ECLI:NL:CRVB:2002:AE5579
Centrale Raad van Beroep
- Hoger beroep
- H.A.A.G. Vermeulen
- J.C.F. Talman
- A. Beuker-Tilstra
- Rechtspraak.nl
Hoger beroep inzake ambtenarenrechtelijke geschil over bezoldiging en arbeidsongeschiktheid
In deze zaak heeft appellant, een ambtenaar, hoger beroep ingesteld tegen een uitspraak van de rechtbank te Haarlem, waarin zijn beroep tegen de afwijzing van zijn verzoek om doorbetaling van zijn bezoldiging tijdens ziekte en aanvulling van zijn invaliditeitspensioen door het College van burgemeester en wethouders van de gemeente [B.] ongegrond werd verklaard. Appellant had in 1988 verzocht om deze doorbetaling, maar zijn verzoek werd in 1997 afgewezen. Na bezwaar bleef deze afwijzing in stand, wat leidde tot de rechtszaak.
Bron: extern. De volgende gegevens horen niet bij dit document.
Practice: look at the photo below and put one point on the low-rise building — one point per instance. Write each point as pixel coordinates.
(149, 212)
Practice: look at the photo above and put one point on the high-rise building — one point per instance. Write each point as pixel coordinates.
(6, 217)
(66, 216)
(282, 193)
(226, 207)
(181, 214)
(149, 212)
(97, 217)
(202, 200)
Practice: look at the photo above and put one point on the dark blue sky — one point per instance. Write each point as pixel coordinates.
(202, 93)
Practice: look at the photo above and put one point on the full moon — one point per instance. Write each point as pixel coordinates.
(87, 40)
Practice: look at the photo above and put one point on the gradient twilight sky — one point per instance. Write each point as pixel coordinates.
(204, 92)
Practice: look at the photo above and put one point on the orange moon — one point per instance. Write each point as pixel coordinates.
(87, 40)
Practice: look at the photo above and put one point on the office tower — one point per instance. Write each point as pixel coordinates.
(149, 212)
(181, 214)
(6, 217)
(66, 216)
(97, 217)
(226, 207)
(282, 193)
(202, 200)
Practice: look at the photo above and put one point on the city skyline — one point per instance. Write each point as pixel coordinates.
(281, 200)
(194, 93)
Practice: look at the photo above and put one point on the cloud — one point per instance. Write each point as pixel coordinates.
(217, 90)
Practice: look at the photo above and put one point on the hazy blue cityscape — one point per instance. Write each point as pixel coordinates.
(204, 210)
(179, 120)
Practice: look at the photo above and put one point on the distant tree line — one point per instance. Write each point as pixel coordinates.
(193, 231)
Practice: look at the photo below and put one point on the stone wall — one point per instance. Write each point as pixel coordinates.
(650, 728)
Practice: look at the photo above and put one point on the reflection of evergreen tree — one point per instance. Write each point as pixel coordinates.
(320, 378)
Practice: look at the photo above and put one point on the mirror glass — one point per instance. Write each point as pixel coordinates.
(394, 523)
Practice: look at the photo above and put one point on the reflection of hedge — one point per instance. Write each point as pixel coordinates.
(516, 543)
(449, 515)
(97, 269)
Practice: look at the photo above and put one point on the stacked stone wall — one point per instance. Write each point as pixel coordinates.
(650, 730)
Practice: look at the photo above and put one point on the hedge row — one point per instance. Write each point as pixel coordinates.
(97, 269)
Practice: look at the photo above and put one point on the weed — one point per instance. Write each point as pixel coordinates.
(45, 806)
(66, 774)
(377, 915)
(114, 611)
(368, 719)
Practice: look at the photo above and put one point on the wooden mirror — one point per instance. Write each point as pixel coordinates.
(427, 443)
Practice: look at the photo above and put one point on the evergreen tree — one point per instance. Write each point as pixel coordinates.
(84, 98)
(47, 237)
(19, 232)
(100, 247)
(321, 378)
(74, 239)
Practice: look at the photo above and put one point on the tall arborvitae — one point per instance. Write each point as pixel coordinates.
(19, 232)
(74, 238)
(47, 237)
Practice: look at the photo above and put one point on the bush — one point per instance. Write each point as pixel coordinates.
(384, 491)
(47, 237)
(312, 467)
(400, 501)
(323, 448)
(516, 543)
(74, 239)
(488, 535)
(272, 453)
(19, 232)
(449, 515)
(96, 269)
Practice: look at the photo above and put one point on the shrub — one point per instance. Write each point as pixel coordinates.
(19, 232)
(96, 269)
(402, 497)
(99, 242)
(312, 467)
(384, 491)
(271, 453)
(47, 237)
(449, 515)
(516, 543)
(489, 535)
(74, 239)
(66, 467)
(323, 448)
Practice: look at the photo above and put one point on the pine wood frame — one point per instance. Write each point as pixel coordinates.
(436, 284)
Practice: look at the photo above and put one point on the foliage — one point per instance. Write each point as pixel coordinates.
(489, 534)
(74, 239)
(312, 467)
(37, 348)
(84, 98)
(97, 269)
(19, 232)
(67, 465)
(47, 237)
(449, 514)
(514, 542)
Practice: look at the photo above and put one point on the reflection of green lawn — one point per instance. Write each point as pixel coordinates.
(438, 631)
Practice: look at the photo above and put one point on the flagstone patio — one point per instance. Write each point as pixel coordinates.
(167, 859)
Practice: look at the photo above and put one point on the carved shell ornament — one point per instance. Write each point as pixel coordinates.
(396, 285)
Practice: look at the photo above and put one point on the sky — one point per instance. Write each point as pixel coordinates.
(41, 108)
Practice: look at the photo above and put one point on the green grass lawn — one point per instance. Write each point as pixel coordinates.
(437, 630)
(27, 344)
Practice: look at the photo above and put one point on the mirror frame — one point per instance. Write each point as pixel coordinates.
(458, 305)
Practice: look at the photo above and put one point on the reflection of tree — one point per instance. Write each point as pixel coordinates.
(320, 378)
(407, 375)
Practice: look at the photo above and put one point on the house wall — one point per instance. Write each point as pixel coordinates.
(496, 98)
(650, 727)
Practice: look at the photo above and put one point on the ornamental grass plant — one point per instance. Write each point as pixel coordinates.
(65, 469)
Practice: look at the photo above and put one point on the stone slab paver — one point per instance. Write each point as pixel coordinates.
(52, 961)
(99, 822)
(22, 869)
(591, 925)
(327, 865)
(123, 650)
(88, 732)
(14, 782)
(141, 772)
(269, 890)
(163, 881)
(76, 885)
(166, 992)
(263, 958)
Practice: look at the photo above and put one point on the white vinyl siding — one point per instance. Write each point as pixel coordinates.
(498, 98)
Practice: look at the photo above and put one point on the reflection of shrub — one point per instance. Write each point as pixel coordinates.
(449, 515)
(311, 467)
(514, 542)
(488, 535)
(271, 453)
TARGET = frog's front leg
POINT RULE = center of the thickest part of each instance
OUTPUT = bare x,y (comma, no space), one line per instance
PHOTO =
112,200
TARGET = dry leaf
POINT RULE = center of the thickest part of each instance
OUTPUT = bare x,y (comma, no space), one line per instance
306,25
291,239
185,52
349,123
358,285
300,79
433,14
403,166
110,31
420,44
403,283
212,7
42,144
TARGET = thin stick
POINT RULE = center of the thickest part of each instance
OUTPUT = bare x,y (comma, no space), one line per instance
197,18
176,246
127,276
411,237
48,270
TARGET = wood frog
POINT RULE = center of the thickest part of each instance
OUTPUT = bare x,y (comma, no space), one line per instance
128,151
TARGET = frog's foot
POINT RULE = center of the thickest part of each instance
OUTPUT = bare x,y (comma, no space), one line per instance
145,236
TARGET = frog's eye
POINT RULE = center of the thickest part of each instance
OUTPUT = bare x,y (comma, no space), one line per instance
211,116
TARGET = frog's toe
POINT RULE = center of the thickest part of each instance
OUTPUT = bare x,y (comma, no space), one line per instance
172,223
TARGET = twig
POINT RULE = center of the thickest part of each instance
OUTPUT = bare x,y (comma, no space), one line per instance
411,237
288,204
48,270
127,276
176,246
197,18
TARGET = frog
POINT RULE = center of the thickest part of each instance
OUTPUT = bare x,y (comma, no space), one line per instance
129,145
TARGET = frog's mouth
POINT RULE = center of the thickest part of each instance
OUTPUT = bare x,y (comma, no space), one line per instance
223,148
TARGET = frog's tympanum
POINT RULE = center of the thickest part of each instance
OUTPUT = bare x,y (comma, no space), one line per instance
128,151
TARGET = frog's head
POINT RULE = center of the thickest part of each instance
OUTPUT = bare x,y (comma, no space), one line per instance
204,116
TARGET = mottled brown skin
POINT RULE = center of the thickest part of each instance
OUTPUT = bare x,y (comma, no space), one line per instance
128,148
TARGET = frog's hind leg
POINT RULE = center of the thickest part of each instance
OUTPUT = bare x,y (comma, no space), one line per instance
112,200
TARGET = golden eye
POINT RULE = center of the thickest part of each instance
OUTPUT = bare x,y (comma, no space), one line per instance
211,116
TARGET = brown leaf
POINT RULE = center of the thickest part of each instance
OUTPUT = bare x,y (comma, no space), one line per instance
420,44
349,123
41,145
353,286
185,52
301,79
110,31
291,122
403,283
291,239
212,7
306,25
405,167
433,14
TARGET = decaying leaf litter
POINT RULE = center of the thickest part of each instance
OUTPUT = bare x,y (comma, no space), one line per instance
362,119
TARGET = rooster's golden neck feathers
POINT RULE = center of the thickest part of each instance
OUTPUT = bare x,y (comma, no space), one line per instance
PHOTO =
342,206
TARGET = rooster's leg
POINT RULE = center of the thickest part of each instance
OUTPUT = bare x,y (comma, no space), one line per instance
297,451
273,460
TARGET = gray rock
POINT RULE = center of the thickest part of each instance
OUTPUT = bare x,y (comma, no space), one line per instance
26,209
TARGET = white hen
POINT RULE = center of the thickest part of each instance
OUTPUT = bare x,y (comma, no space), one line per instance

De Centrale Raad van Beroep heeft de zaak behandeld op 21 februari 2002, waarbij appellant in persoon verscheen en gedaagde werd vertegenwoordigd door mr. drs. J.H.M. Wesseling en R. de Boer. De Raad heeft vastgesteld dat er geen aanleiding was om het verzoek van appellant om een getuige te horen te honoreren, omdat de relevante feiten al voldoende bekend waren op basis van de ingediende stukken.
De Raad heeft vervolgens de feiten en omstandigheden van de zaak beoordeeld, met bijzondere aandacht voor de vraag of er sprake was van abnormale of excessieve werkomstandigheden die tot de arbeidsongeschiktheid van appellant hebben geleid. Appellant heeft verschillende omstandigheden aangevoerd die volgens hem deze abnormale omstandigheden zouden aantonen, maar de Raad oordeelde dat deze niet voldoende waren om tot een ander oordeel te komen.
Uiteindelijk heeft de Raad het hoger beroep van appellant ongegrond verklaard en de uitspraak van de rechtbank bevestigd. De Raad concludeerde dat er geen bewijs was voor de stelling dat de werkomstandigheden van appellant abnormaal of excessief waren, en dat de afhandeling van zijn bezwaren niet tot een ander oordeel leidde.